In People v. Lynch, a divided Supreme Court today holds a sentence that is erroneous under retroactive application of 2021 legislation is prejudicial unless the error is harmless beyond a reasonable doubt. The legislation, Senate Bill 567, precludes imposition of the highest of three possible sentencing terms unless a trier of fact has found, or the defendant has stipulated to, aggravating circumstances.
The court’s opinion by Justice Carol Corrigan— for herself and Justices Goodwin Liu, Joshua Groban, and Kelli Evans — rejects the defendant’s argument that reversal should be automatic, but it says that a sentence imposed under pre-SB 567 law must be reversed “unless the reviewing court concludes beyond a reasonable doubt that a jury, applying that same standard, would have found true all of the aggravating facts upon which the court relied to conclude the upper term was justified, or that those facts were otherwise proved true in compliance with the current statute.” (Emphasis added.) Also, “the record must clearly indicate that the court would have found an upper term justified had it been aware of its more limited discretion.” The court reasons that, under the old law, “[t]he trial court’s substitution of its own factfinding for that of a jury, and its application of a lower standard of proof, are not mere state statutory errors. They are errors that run counter to the high court’s interpretation of the federal constitution.”
Justice Leondra Kruger concurs and dissents in an opinion signed by Justice Martin Jenkins. She agrees with the bottom line that the defendant is entitled to new sentencing proceedings (albeit under a more forgiving standard of review than the majority employs), but asserts that “the majority goes too far in holding that a violation of the new statutory right to a jury finding on each and every aggravating fact is also, perforce, a violation of the federal Constitution.” (Emphasis added.) Justice Kruger says that although the findings necessary to allow imposition of the highest term now must be made by a jury beyond a reasonable doubt, that “is because the Legislature has chosen to impose this requirement as a matter of state law; it is not because the Constitution demands it.”
While the majority holds that “under the current statute a Sixth Amendment violation occurs when the trial court relies on unproven aggravating facts to impose an upper term sentence, even if some other aggravating facts relied on have been properly established,” Justice Kruger says, “As long as a single aggravating circumstance would have been found true by the jury or admitted to by the defendant, the Sixth Amendment is satisfied.”
Chief Justice Patricia Guerrero dissents. She believes that “a trial court errs under the federal Constitution only if it imposes an upper term sentence and no aggravating facts have been proved in accordance with the Sixth Amendment [right to a jury trial].” (Emphasis added.) Unlike the majority and Justices Kruger and Jenkins, the Chief Justice concludes reversal is improper because “it was not reasonably probable the court would have selected a lesser sentence if it had applied the current [sentencing law].”
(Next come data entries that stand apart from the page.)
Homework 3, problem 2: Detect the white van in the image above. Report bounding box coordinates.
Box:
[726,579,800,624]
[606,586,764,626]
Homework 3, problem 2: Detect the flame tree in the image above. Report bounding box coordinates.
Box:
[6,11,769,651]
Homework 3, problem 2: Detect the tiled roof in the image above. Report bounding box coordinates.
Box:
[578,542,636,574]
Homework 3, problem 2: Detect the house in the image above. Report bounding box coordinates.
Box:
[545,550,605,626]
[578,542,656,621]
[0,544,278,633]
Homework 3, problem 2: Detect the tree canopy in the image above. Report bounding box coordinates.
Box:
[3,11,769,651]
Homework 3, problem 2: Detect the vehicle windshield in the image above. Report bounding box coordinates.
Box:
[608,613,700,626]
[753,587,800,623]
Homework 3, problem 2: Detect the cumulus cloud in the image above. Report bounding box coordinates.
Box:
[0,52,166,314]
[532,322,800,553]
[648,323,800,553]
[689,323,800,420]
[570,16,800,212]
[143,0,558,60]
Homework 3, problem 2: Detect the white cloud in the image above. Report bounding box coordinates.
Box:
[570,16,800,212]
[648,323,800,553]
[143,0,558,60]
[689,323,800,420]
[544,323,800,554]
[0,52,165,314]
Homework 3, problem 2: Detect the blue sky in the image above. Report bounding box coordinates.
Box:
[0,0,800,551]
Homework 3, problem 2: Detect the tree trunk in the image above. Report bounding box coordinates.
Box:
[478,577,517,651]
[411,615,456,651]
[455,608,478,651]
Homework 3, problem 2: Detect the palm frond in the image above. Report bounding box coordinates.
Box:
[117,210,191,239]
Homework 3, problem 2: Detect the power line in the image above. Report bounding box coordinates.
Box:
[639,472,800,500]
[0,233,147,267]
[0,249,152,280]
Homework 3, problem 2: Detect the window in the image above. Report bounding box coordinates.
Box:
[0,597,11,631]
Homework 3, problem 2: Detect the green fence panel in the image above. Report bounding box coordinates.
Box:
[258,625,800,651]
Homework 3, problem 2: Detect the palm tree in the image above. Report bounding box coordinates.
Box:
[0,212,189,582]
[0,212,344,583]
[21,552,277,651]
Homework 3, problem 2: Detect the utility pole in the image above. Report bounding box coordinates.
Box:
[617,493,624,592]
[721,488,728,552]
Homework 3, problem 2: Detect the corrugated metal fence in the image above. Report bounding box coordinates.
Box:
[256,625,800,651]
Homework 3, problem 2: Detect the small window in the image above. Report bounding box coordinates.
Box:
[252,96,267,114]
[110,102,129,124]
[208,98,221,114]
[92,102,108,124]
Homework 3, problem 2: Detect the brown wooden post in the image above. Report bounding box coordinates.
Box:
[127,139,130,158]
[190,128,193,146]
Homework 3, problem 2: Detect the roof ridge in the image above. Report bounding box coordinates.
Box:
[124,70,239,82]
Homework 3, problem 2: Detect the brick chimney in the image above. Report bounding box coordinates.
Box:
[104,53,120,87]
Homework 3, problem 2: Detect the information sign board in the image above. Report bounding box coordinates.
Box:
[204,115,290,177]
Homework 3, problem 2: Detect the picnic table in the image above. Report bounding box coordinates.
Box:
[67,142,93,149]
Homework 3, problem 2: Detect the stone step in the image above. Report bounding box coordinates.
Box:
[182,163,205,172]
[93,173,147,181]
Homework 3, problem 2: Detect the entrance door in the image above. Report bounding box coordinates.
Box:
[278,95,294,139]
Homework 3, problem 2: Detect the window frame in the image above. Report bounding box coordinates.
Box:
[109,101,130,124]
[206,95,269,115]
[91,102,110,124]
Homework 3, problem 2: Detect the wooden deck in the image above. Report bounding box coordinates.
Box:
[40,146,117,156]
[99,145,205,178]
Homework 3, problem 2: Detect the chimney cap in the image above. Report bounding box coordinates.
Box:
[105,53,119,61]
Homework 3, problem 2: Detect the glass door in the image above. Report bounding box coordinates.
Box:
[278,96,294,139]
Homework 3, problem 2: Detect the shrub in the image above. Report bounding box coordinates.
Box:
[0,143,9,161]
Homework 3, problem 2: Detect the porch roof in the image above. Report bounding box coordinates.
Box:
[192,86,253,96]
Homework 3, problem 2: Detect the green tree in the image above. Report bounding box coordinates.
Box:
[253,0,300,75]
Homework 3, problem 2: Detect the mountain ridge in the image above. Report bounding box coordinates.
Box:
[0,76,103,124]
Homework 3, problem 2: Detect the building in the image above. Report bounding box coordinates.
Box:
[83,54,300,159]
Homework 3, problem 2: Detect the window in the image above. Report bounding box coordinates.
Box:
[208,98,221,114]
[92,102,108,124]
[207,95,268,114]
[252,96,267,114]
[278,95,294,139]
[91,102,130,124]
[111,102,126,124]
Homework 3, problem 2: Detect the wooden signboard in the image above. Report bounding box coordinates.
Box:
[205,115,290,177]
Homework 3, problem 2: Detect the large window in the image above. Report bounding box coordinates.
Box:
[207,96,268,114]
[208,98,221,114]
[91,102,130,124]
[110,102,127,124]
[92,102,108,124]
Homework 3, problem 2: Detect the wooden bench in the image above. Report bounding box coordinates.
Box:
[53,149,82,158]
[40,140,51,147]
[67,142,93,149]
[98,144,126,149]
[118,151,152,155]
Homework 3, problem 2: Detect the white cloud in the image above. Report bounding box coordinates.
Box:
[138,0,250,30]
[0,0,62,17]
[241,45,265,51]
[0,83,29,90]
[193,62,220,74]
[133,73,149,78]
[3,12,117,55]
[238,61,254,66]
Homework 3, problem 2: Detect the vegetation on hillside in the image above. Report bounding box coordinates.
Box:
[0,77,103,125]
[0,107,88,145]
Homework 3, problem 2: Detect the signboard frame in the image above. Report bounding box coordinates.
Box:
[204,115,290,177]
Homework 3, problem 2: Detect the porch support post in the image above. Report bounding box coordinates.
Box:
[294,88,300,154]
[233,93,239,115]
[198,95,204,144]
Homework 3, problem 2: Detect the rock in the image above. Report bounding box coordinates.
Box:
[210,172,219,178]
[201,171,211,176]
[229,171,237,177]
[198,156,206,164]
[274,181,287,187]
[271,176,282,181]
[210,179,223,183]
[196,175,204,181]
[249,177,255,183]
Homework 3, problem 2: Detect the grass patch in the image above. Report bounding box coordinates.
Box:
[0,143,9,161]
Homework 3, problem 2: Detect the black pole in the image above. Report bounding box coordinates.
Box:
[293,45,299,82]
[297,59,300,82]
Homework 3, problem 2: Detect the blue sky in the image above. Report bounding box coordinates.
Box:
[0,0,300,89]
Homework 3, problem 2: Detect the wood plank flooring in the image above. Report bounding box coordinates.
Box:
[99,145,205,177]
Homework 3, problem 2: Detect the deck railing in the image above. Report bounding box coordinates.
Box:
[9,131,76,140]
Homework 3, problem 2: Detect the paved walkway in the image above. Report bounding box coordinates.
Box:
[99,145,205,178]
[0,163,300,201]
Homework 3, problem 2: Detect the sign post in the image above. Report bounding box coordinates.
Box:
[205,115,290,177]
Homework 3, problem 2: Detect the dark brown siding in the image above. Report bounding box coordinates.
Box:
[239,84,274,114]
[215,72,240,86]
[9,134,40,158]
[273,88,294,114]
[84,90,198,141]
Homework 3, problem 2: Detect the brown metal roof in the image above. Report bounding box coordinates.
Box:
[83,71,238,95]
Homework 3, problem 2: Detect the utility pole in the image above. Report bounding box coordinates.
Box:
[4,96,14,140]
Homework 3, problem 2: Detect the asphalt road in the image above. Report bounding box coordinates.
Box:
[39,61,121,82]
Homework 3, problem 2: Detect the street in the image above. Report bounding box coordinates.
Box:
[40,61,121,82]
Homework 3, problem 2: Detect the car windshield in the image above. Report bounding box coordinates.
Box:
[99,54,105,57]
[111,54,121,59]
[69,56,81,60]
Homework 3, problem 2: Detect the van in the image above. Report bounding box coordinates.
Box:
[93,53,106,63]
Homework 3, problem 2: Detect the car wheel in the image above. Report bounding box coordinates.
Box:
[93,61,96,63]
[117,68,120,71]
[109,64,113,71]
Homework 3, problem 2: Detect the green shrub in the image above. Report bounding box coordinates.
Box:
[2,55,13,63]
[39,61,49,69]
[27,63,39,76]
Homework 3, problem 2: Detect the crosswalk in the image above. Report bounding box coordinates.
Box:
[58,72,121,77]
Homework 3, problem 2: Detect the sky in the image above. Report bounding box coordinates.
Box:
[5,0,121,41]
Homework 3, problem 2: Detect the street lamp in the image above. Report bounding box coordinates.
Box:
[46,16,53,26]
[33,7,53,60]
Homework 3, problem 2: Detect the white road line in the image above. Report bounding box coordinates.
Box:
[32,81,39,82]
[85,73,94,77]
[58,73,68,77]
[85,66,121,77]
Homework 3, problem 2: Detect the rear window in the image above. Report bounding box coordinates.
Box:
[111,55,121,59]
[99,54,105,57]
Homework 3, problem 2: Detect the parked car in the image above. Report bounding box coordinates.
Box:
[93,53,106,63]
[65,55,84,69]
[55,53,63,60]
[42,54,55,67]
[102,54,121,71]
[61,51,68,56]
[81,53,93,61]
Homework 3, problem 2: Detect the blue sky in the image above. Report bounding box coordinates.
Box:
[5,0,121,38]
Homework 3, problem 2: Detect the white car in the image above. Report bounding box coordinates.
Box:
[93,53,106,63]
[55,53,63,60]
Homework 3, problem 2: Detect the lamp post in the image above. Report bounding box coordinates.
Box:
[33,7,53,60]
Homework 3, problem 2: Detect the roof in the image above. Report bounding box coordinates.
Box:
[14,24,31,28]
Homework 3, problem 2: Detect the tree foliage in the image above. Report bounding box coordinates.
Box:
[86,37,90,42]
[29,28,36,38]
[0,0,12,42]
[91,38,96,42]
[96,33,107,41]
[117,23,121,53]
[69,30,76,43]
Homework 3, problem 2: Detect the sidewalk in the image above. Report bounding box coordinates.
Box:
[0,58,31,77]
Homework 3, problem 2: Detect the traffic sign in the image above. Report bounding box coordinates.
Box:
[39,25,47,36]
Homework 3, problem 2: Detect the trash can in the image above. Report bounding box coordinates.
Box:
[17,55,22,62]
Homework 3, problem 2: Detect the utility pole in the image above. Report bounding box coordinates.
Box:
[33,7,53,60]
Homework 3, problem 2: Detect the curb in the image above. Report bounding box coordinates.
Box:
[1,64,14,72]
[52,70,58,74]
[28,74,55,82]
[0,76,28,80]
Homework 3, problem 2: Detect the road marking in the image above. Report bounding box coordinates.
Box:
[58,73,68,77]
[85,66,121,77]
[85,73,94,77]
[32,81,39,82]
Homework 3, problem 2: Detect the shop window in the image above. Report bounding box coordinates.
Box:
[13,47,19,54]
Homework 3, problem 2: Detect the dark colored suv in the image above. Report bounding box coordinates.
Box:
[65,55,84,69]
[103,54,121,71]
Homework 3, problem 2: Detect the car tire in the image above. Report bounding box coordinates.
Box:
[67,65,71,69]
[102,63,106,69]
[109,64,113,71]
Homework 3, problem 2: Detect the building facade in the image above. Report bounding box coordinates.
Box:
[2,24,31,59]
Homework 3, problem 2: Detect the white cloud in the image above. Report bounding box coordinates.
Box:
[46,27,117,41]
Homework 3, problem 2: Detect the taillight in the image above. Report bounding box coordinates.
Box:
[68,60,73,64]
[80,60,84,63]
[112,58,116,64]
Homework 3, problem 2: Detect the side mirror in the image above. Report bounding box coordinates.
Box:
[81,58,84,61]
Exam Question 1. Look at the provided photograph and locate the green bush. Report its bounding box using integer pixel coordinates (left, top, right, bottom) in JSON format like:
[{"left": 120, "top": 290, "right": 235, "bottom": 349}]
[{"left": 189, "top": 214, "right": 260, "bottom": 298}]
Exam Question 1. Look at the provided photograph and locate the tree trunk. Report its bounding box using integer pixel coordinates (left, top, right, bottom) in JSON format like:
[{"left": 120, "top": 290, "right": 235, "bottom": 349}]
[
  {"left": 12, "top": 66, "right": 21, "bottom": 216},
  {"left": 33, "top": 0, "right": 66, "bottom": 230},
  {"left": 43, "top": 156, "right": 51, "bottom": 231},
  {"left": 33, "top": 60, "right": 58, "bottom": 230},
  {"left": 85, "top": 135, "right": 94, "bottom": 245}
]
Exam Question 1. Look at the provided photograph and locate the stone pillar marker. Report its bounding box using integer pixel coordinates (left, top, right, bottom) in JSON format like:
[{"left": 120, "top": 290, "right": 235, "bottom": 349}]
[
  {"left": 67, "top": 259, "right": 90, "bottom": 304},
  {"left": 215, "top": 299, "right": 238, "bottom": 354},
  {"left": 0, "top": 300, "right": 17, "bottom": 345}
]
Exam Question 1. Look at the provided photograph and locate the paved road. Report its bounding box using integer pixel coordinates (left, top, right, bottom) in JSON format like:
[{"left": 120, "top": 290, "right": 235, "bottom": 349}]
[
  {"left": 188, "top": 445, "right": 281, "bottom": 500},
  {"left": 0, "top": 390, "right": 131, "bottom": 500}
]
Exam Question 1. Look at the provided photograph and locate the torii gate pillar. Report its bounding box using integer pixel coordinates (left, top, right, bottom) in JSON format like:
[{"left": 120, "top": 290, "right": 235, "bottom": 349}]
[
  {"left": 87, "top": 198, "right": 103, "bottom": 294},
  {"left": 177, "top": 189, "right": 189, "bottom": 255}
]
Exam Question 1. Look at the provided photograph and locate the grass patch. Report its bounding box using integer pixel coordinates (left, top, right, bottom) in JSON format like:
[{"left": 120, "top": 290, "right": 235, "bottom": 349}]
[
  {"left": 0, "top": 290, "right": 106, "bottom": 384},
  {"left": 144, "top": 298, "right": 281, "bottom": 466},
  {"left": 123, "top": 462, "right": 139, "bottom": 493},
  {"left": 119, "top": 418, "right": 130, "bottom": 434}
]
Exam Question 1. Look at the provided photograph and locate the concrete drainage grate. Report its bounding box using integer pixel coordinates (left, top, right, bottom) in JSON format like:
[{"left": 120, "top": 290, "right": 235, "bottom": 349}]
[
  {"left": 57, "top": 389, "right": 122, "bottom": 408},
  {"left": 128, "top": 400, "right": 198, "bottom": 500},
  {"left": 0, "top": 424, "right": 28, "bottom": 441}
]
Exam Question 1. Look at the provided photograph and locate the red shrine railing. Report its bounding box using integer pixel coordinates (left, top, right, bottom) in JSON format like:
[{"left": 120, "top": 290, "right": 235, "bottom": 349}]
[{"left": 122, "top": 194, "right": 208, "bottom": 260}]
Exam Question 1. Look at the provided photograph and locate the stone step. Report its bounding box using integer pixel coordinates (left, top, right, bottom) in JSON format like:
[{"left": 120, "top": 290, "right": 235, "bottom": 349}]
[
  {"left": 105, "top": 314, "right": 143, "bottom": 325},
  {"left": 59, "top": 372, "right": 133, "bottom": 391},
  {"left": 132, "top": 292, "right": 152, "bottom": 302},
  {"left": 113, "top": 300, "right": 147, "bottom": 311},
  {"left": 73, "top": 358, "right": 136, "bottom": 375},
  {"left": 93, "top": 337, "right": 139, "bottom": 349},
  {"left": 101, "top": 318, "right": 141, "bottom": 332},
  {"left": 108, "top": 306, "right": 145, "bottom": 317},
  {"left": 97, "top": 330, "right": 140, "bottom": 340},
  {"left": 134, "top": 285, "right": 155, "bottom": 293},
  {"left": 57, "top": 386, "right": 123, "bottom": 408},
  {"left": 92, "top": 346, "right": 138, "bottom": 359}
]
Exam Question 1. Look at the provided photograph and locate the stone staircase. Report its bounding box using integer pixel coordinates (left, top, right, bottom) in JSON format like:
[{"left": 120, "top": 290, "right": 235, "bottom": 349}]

The court reverses the partially divided Third District Court of Appeal unpublished opinion. Additionally, it disapproves the First District, Division One opinion in People v. Hall (2023) 97 Cal.App.5th 1084, the Second District, Division Six, opinion in People v. Ruiz (2023) 97 Cal.App.5th 1068, the Fifth District decisions in People v. Falcon (2023) 92 Cal.App.5th 911 and People v. Dunn (2022) 81 Cal.App.5th 394, the Fourth District, Division Two, opinions in People v. Butler (2023) 89 Cal.App.5th 953 and People v. Lewis (2023) 88 Cal.App.5th 1125, the First District, Division Three, decisions in People v. Ross (2022) 86 Cal.App.5th 1346 and People v. Flores (2022) 75 Cal.App.5th 495, the Third District’s opinion in People v. Zabelle (2022) 80 Cal.App.5th 1098, and the Fourth District, Division One, decision in People v. Lopez (2022) 78 Cal.App.5th 459.
Hall, Ruiz, Falcon, Butler, Lewis, Ross, and Dunn, are grant-and-holds for today’s opinion. The court denied a depublication request in Flores (there was no petition for review) with Justice Liu filing a concurring statement. (See here.)